No arrivals yet, so here is another attempt at the 6 grain loaf.

It isn't very scientific, as there were too many different variables. It was much warmer this weekend, and the formula was a little different as I didn't have enough starter. Anyway I tried to slash more deeply, and I think that the loaf was more prooved (much flatter this week)


no bulge


for anyone who is interested this week's recipe was

180g starter
340g water
10g barley malt
300g white flour
50g wm flour
50g rye flour
50g spelt flour
50g barley flour
50g millet flakes
10g salt

3 quick kneads at 10 minute intervals etc
Folds every hour for about 4 hours
Shaped and put in the fridge
Taken out of the fridge when the oven was turned on in the morning
Baked when oven hot


Bill44's picture
Bill44 2006 October 14

Good loaf Dom, nice crumb considering some of the heavy sharp ingredients.
You will have plenty of time to bake soon, eg. sleepless nights

jacklang 2006 October 9

Not sure I can help. I agree retarded, underproved loaves baked from cold tend to bulge more. but that may be because they have more expansion capability.

a) You can try slashing more agressively. I find a single slash along the length of the loaf works better
b) I also find more bottom heat gives less bulge
c) Prove more.

Your cibatta look like..cibatta should

SourYumMum's picture
SourYumMum 2006 October 9

Hi Dom,

You know I can be of no use to you at all in your quest for the perfect, bulge-less bread.

I just wish my best bread was as good as your bulge-y bread!


nina 2006 October 14

Delicious-looking loaf... I can almost smell it *snif snif*

When I had my daughter we lived off delivered pizza for the first month!
(Ok, maybe it was only the first week...)

SourDom 2006 October 15

Here is yesterday's handbag...


it was [url=]Jeremy's formula[/url] for sourdough ciabatta

tastes great, but the flying top is back

the dough was mixed, folded, bulk for about 4 hours, then in the fridge overnight
In the morning it had 1 1/2-2 hours before going into a hot oven (~240, turned down to 200 when the bread went in) on a preheated stone

what am I doing wrong?


SourDom 2006 October 9

Thanks Carol, Jack.

If events do not supervene I will have another go at the recipe on the weekend, and perhaps try a couple of different things

don't know how much baking I will get done once the new baby arrives...


Jeremy's picture
Jeremy 2006 October 15

dunno I made it too, no handbag, made the mistake of not having enough flour and substituted with some spelt!


Bill44's picture
Bill44 2006 October 10

Hi Dom, deeper longer slashes mate, sort of like the diagonal ones I did in my demo some time back. The loaves look great but your slashes look more like a razor nick rather than "Jack the ripper".

Like the centre one.


Bill44's picture
Bill44 2006 October 10

Good to be back, been eating commercial bread for four days, YUCK! Will be starting a four loaf batch this afternoon for a bake tomorrow morning.

Jeremy's picture
Jeremy 2006 October 10

Can't wait to see the results, yuch commercial bread, reading Bread matters by Whitley, scary what they put in that stuff!

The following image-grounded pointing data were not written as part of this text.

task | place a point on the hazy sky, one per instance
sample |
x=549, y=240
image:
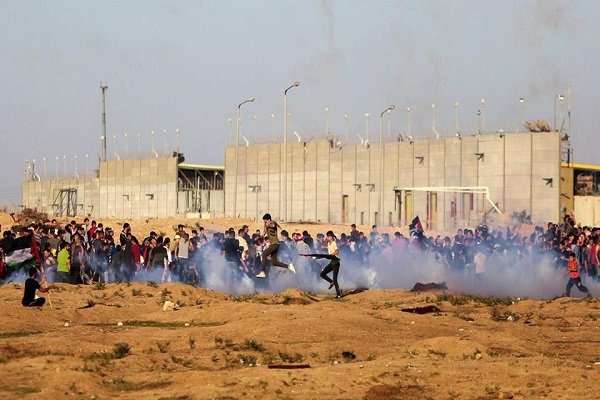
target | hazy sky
x=188, y=64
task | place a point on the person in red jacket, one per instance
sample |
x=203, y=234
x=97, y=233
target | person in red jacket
x=573, y=271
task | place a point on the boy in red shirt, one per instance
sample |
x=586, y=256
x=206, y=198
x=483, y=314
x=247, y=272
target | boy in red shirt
x=575, y=279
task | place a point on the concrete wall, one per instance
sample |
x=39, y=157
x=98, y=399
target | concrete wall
x=123, y=189
x=344, y=185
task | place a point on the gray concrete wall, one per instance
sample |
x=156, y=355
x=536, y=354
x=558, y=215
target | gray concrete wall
x=320, y=176
x=123, y=189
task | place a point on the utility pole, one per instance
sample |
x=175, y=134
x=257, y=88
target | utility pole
x=103, y=87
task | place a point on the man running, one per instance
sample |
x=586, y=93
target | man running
x=270, y=233
x=575, y=279
x=334, y=264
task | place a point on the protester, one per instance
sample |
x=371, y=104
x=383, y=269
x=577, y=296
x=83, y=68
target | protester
x=31, y=285
x=270, y=233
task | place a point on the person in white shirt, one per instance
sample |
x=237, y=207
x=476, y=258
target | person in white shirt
x=334, y=264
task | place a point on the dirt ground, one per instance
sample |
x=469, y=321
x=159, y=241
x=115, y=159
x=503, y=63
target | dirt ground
x=115, y=341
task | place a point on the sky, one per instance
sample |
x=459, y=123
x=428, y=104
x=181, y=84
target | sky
x=187, y=65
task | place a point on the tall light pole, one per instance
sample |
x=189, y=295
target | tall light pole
x=560, y=98
x=347, y=118
x=457, y=119
x=103, y=87
x=437, y=134
x=285, y=117
x=255, y=118
x=230, y=125
x=521, y=113
x=126, y=146
x=409, y=122
x=237, y=145
x=483, y=115
x=273, y=130
x=382, y=158
x=389, y=113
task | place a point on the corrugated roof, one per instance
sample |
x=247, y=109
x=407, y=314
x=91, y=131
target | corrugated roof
x=593, y=167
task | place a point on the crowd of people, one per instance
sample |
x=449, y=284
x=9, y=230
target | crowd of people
x=83, y=253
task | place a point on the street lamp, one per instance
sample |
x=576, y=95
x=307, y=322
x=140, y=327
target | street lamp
x=273, y=131
x=237, y=145
x=482, y=116
x=126, y=146
x=230, y=124
x=387, y=110
x=521, y=113
x=255, y=118
x=437, y=134
x=285, y=117
x=457, y=119
x=326, y=121
x=389, y=113
x=409, y=122
x=560, y=98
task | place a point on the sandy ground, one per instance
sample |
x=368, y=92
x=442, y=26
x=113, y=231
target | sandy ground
x=360, y=347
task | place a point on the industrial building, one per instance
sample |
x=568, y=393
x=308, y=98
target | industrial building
x=449, y=182
x=130, y=188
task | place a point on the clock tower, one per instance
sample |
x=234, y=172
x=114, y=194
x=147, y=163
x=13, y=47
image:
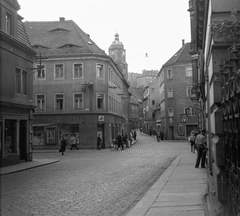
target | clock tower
x=118, y=54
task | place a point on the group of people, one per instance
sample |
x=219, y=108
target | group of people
x=72, y=140
x=198, y=142
x=121, y=139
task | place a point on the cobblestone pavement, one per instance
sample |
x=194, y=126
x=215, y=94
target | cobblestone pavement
x=88, y=182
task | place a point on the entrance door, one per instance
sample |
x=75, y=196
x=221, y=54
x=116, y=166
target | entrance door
x=171, y=132
x=23, y=139
x=100, y=130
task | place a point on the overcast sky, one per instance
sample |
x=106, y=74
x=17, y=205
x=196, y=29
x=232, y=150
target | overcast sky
x=155, y=27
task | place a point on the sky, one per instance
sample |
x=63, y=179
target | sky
x=155, y=27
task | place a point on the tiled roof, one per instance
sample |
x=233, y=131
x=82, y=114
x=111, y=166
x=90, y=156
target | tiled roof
x=181, y=56
x=58, y=37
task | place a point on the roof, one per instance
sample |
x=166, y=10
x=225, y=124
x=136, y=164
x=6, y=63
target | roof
x=58, y=37
x=181, y=56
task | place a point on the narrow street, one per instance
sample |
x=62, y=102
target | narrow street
x=88, y=182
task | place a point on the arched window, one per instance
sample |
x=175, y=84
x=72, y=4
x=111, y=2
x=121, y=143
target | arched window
x=170, y=112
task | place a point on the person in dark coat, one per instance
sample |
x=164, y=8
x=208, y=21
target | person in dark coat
x=99, y=140
x=119, y=139
x=63, y=144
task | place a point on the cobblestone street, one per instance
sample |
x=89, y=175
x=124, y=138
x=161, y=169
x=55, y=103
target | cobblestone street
x=88, y=182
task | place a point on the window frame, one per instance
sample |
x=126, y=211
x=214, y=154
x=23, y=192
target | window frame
x=103, y=102
x=37, y=72
x=97, y=71
x=170, y=108
x=55, y=102
x=189, y=89
x=43, y=104
x=169, y=96
x=81, y=103
x=78, y=77
x=171, y=75
x=187, y=69
x=63, y=72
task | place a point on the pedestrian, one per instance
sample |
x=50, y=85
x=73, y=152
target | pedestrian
x=63, y=145
x=99, y=140
x=161, y=134
x=201, y=144
x=192, y=141
x=119, y=140
x=73, y=142
x=134, y=134
x=130, y=138
x=125, y=141
x=158, y=136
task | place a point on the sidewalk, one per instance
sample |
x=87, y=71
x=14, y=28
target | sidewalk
x=26, y=165
x=181, y=190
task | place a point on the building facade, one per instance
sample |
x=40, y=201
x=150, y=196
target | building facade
x=215, y=51
x=77, y=87
x=16, y=87
x=179, y=115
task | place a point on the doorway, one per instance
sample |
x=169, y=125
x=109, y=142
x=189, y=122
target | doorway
x=100, y=130
x=23, y=139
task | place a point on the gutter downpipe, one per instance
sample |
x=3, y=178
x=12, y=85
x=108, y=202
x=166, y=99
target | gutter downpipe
x=209, y=122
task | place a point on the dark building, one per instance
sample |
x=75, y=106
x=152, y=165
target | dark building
x=16, y=87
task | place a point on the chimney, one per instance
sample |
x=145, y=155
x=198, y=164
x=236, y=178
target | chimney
x=183, y=42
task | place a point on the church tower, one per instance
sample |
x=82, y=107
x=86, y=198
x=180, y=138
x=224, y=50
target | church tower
x=118, y=54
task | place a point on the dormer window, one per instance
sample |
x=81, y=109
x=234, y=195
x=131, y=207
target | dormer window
x=68, y=46
x=58, y=30
x=39, y=47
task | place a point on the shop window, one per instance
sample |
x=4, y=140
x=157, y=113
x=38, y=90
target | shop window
x=10, y=136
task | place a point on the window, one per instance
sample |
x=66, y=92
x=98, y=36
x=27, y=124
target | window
x=170, y=93
x=191, y=111
x=40, y=102
x=100, y=72
x=21, y=81
x=58, y=71
x=100, y=101
x=24, y=82
x=18, y=80
x=78, y=101
x=170, y=112
x=189, y=72
x=41, y=72
x=10, y=136
x=78, y=71
x=9, y=24
x=189, y=91
x=169, y=74
x=59, y=101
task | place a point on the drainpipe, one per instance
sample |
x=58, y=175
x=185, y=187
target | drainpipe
x=209, y=123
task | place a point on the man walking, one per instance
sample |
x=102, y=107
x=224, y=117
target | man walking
x=99, y=140
x=201, y=144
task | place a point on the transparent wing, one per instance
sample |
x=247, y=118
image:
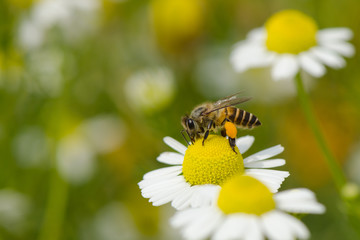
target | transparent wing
x=229, y=101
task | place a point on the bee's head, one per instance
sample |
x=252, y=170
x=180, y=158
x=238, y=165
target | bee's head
x=190, y=126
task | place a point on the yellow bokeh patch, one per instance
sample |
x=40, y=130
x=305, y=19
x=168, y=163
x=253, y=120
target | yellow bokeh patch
x=290, y=31
x=245, y=194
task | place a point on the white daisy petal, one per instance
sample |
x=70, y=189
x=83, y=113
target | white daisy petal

Happy baking, are you for Oz Fest 2007?


SourYumMum's picture
SourYumMum 2006 October 10


I'm sure your baby will be as beautiful as your bread!

But fancy having a paediatrician for a father ... poor thing will never get the chance to behave in a wild, crazy and careless fashion!!! And I'm guessing bungy jumping will be completely verboten!

When are we expecting the new SourDom-lette loaf?


SourDom 2006 October 10

any day now...

only allowed to bungy jump if she takes her father (but doesn't tell her Mum)

Bill - thanks. I agree. more slash needed.